|Lucian Freud, Benefits Supervisor Sleeping, 1995|
The painting of Sue Tilley, a Job Centre manager who is now in her fifties, could be seen as a Rubenesque modern incarnation of all those reclining Venuses but you don't need to know anything about art history to appreciate either the physical presence of the woman on the couch or her significance. People seems slightly amazed that a figurative artist should have been enjoying such success in the 21st century, but has there been a time when humans have been more obsessed with the body? An overweight middle-aged woman waits for the bus beneath a vast billboard showing a svelte young model in M&S underwear; Freud makes the unspoken connection real.
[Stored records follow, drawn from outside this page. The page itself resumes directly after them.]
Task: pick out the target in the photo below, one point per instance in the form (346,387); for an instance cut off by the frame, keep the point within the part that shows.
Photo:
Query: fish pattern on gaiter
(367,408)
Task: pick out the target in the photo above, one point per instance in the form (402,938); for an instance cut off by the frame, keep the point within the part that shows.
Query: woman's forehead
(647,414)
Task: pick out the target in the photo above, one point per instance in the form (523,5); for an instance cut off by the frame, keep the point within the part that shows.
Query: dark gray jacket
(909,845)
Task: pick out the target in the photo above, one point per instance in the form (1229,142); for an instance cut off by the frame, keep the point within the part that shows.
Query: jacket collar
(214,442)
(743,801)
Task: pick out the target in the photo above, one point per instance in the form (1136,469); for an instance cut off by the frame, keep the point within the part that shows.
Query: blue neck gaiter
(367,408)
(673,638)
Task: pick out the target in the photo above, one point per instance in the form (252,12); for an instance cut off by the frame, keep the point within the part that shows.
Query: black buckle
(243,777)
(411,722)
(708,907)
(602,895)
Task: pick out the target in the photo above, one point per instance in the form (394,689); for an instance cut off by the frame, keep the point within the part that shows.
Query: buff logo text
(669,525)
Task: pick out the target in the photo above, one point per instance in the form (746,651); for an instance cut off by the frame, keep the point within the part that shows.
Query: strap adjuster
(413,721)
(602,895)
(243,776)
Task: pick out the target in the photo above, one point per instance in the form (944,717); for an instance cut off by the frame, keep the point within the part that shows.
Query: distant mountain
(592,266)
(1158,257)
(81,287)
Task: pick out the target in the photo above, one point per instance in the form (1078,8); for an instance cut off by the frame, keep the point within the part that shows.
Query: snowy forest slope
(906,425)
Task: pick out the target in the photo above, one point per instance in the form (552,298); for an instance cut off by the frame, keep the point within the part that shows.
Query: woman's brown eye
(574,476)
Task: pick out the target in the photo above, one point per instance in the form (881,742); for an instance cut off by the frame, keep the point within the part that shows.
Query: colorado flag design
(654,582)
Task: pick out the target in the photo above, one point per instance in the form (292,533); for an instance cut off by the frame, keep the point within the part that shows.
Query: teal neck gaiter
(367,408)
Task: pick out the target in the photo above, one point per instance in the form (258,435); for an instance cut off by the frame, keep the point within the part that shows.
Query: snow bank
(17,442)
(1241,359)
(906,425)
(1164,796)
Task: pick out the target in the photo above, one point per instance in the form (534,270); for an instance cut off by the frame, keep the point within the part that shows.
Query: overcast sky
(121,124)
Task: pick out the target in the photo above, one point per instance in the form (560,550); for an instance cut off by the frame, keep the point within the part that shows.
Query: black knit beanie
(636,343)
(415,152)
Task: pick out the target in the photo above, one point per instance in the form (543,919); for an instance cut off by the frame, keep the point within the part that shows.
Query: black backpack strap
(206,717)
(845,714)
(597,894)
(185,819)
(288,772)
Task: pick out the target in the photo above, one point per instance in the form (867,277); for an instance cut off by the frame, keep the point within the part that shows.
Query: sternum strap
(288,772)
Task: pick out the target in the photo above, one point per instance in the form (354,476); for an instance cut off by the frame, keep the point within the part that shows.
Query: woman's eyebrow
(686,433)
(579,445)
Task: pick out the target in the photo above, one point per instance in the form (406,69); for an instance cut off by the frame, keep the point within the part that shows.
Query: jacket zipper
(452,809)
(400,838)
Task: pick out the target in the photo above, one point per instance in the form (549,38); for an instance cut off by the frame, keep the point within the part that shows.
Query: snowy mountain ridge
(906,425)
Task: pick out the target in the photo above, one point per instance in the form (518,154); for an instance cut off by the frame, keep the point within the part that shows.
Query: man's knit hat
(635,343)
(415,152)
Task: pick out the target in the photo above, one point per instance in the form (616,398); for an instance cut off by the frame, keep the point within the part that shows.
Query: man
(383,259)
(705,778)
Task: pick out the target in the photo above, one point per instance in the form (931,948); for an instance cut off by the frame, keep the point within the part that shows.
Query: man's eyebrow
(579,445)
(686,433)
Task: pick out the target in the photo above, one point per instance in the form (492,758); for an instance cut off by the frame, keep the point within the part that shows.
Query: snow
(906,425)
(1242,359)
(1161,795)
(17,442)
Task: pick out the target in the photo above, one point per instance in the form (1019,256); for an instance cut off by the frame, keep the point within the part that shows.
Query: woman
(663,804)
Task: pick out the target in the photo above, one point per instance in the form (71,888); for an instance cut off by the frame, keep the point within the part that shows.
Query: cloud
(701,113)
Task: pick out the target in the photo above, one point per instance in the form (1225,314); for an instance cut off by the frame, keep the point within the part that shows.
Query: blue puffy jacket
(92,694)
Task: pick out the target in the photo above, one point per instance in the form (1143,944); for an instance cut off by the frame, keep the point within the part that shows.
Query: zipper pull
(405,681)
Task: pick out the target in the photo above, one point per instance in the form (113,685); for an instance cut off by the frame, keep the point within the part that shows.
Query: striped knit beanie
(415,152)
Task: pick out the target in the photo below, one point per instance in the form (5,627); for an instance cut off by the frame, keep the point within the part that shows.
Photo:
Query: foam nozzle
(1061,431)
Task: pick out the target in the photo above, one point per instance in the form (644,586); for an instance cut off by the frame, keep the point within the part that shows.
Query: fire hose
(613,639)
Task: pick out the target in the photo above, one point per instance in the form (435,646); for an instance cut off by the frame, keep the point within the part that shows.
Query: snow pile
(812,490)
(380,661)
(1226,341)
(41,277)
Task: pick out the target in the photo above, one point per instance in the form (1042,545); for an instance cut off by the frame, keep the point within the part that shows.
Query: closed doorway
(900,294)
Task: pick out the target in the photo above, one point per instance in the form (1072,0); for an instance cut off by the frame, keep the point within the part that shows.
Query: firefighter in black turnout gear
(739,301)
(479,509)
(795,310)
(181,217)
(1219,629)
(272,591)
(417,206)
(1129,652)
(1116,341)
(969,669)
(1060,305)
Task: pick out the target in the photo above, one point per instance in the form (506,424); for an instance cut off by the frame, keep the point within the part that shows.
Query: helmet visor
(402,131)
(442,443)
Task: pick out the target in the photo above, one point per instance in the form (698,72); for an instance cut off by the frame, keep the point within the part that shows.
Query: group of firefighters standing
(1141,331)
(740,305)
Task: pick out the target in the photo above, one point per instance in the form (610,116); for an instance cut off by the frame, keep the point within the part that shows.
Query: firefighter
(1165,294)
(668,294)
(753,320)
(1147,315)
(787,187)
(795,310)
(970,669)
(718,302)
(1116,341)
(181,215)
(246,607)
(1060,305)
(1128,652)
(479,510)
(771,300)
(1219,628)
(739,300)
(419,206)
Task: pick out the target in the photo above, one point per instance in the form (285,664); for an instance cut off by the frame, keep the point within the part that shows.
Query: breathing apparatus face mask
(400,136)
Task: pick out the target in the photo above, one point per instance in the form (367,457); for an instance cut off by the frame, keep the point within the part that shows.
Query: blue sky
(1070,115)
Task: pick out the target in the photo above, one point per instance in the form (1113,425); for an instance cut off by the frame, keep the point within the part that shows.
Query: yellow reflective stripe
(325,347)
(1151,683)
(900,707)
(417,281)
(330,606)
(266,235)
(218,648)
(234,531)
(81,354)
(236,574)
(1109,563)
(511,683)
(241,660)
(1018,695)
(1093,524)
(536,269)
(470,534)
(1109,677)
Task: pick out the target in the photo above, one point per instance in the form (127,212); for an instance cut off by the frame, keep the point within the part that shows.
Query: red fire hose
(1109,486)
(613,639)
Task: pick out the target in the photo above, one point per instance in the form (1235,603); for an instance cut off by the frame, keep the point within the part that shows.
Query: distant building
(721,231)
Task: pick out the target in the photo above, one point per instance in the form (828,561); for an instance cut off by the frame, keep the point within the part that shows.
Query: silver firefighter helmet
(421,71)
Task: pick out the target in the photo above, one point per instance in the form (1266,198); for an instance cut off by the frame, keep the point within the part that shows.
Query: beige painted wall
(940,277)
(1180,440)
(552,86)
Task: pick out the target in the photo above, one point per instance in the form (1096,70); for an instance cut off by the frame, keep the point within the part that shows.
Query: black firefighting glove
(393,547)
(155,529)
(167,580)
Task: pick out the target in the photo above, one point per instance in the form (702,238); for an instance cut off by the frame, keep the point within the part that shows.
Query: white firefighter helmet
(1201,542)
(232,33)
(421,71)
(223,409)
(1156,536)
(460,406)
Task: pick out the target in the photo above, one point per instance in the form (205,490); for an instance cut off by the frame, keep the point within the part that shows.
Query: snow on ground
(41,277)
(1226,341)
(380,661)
|Damien Hirst, The Physical Impossibility of Death in the Mind of Someone Living, 1992|
|Tracey Emin, Everyone I have ever slept with, 1995|
Great artists - the same goes for writers, politicians, sportsmen - are great opportunists. Freud's famously piercing stare wasn't just for intimidating people. He was looking at us, figuring out what we wanted (or didn't want) to see, seeking out not the most beautiful but the most interesting models - looking for the one that was RIGHT. Sue Tilley was one. Kate Moss had to be another. Freud was competing for our attention with artists who could offer something new and exciting, like a tent full of real-life lovers. He chose his subjects carefully and well.